A few hours ago, I was sipping ice water after an indulgent taco dinner with brand new friends. We were doing a polite amount of political commiseration…which has been happening a lot since 2016, whatever happened then. The increasing violence in Israel hit my new friend hard.
“What gives you hope?” she asked in the kind of bold honesty that made us instant friends.
I’m not a parent, and teaching is not the reason I wake up in the morning (though it is the reason I wake up at 6:15…hissss). There’s one reason I don’t run my car over a cliff every day, and that’s the act of creation. Feeling my leaves bloom in places where I was told not to, where others laugh due to an inability to see the layers and shades. Seeing other leaves bloom. Contributing to the ever-expanding mosaic that oblivion stretches to hold.
“Music is so good now,” I said. “Funk isn’t just funk. It’s jazz. It’s pain. It’s a goddamn ecosystem of sound.” I was never even into funk. But then Tame Impala happened, and I started paying attention to the texture and movement of funk.

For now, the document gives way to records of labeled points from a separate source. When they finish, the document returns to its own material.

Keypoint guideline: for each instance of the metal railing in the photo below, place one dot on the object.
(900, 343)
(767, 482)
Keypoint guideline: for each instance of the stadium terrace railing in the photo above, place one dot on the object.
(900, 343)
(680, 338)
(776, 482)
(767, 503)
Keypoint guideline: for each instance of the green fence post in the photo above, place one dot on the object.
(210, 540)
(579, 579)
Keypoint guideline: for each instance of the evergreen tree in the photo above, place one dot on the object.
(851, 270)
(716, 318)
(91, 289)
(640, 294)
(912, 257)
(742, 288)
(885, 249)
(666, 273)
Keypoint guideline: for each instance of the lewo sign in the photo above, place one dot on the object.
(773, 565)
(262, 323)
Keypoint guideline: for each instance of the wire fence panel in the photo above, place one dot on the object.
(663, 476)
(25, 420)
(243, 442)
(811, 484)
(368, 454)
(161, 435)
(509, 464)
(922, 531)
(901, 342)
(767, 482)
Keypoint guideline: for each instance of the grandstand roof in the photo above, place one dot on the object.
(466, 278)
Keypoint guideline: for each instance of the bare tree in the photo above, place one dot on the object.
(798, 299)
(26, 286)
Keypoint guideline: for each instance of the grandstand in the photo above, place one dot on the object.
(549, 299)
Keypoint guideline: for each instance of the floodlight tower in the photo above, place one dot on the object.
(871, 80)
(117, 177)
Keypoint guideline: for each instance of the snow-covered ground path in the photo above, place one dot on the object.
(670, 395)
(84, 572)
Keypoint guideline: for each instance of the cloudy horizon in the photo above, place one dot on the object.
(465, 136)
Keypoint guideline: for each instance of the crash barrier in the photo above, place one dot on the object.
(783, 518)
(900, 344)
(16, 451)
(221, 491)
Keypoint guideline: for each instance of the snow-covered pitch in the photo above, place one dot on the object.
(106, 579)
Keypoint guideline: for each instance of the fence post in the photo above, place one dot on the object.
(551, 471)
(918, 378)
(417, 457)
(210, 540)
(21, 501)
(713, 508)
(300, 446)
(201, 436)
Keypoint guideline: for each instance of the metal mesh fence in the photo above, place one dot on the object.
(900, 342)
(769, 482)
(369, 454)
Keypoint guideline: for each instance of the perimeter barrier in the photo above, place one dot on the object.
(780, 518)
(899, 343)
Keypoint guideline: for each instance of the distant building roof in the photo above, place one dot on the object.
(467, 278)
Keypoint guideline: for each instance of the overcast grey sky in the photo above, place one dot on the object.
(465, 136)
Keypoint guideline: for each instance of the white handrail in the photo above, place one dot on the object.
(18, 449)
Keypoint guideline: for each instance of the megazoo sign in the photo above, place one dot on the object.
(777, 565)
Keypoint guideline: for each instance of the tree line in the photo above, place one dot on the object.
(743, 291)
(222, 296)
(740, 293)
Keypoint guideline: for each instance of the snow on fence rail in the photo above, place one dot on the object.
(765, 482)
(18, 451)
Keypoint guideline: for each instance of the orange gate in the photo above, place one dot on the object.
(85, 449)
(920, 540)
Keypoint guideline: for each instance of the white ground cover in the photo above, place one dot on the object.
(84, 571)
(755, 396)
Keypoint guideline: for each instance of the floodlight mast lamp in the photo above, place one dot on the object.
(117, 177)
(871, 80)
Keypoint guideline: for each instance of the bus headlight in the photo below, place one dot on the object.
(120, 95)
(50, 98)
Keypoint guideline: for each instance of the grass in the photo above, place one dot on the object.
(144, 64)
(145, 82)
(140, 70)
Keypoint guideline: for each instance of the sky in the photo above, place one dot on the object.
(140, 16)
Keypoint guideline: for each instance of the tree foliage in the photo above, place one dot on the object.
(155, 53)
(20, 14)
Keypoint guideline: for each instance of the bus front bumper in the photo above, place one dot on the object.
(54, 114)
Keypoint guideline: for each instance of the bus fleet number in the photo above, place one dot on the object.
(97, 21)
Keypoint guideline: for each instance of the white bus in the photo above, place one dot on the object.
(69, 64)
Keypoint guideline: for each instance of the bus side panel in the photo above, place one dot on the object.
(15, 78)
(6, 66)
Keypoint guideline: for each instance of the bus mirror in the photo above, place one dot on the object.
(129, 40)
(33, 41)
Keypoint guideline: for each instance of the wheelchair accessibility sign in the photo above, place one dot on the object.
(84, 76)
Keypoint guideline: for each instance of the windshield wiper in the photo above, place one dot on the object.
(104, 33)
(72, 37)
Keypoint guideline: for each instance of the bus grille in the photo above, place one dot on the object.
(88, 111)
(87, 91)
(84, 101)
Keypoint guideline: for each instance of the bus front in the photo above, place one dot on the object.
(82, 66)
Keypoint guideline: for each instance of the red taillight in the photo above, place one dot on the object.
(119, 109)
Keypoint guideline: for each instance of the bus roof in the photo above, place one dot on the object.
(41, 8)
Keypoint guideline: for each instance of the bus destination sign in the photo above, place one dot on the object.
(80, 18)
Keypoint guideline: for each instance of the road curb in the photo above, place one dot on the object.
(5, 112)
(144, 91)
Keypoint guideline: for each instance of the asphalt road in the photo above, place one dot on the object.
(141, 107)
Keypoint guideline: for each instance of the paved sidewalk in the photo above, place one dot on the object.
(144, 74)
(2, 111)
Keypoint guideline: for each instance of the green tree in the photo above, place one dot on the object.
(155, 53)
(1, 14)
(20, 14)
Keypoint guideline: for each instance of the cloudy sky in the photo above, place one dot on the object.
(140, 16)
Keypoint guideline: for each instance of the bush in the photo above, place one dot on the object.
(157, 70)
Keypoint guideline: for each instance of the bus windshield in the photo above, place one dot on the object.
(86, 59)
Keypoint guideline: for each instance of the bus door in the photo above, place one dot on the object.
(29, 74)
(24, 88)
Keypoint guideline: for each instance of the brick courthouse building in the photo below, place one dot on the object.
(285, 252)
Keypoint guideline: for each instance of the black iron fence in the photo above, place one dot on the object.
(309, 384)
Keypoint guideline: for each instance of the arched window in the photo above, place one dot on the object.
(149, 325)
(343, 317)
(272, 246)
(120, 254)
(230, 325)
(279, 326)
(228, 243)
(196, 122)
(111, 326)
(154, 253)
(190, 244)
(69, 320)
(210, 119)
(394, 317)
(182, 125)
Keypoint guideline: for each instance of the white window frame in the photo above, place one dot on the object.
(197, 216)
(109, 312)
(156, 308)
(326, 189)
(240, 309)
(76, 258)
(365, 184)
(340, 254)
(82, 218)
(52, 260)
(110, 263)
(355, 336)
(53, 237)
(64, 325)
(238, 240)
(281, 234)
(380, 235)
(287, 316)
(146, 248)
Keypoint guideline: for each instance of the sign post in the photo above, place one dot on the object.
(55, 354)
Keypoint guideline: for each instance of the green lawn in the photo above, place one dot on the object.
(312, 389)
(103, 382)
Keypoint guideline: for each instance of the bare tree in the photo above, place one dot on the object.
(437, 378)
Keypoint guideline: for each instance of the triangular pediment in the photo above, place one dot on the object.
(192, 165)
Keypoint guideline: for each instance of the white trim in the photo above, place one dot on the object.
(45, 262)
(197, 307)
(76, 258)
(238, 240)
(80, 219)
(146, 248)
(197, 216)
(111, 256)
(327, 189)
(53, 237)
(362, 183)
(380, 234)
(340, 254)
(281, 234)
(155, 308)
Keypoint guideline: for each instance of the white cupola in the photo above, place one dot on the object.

And then Knower broke my brain the way any woman who talks to Ben Gibbard breaks him (dripping into his heart through a pinhole).
And then DOMi & JD BECK took me on a waterslide through ethereal modulations so seamlessly, I closed my eyes and believed in gardens again.
It isn’t just funk either. When I think of Sleep Token’s Take Me Back to Eden, Ethel Cain’s Preacher’s Daughter, BoyGenius’s The Record, DOMi & JD Beck’s Not Tight, Caroline Polachek’s Desire, I Want to Turn into You, Knower’s Knower Forever, and the face-brick juggernaut that is Paramore’s This is Why, I’m reminded of how adversity tends to evoke the greatest music of all time.
Russian symphonies from the WWII era are the best symphonies. Shostakovich’s Leningrad is unmatched. Stravinsky’s Rite of Spring. Rachmaninov’s Symphonic Dances.
And then there’s Mozart, composer of over 800 musical pieces, while Austria was going through The Seven Year’s War, The Third Silesian War, War of Bavarian Succession, and the reign of “Enlightened Despotism.”
Do you know any symphonies from contexts of prosperity and stability? No, you don’t. Because there’s no reason to write them.
One actual thing I agree with boomers on is America’s golden years of music. It is scientific fact that American music from the 60s and 70s is peak. My Gen Z students know Jimmy Hendrix, The Grateful Dead, and Jefferson Airplane. They don’t know Hansen, and they never will.
So when I think about the fact that so much global power lies in the hands of lazy assholes who haven’t evolved beyond “shit, fuck, and murder,” I plug into sound. I feel the deep wounds of the earth and its children sing to me, and I feel a collective pulse.
Yeah, we’re not gonna make it as a species, I think that’s pretty clear. But the end isn’t here yet. There are still many waves ahead. If the economy and human rights violations ever calm down again (it’d be nice to stop killing the planet too, but one can only dream), I hope we experience a musical cool-down reminiscent of the 80s. There was a brash audacity to that synth. There was an ease with the euphoric frivolity of “Billy Jean” and “I Wanna Dance With Somebody.”
Obviously, the 80s weren’t “chill” either, if you talk to any gay person who lived through the period. But that’s the decade I entered the world. And I’d love to leave it during a similar wave of music, going into that good night with neon veins and big hair.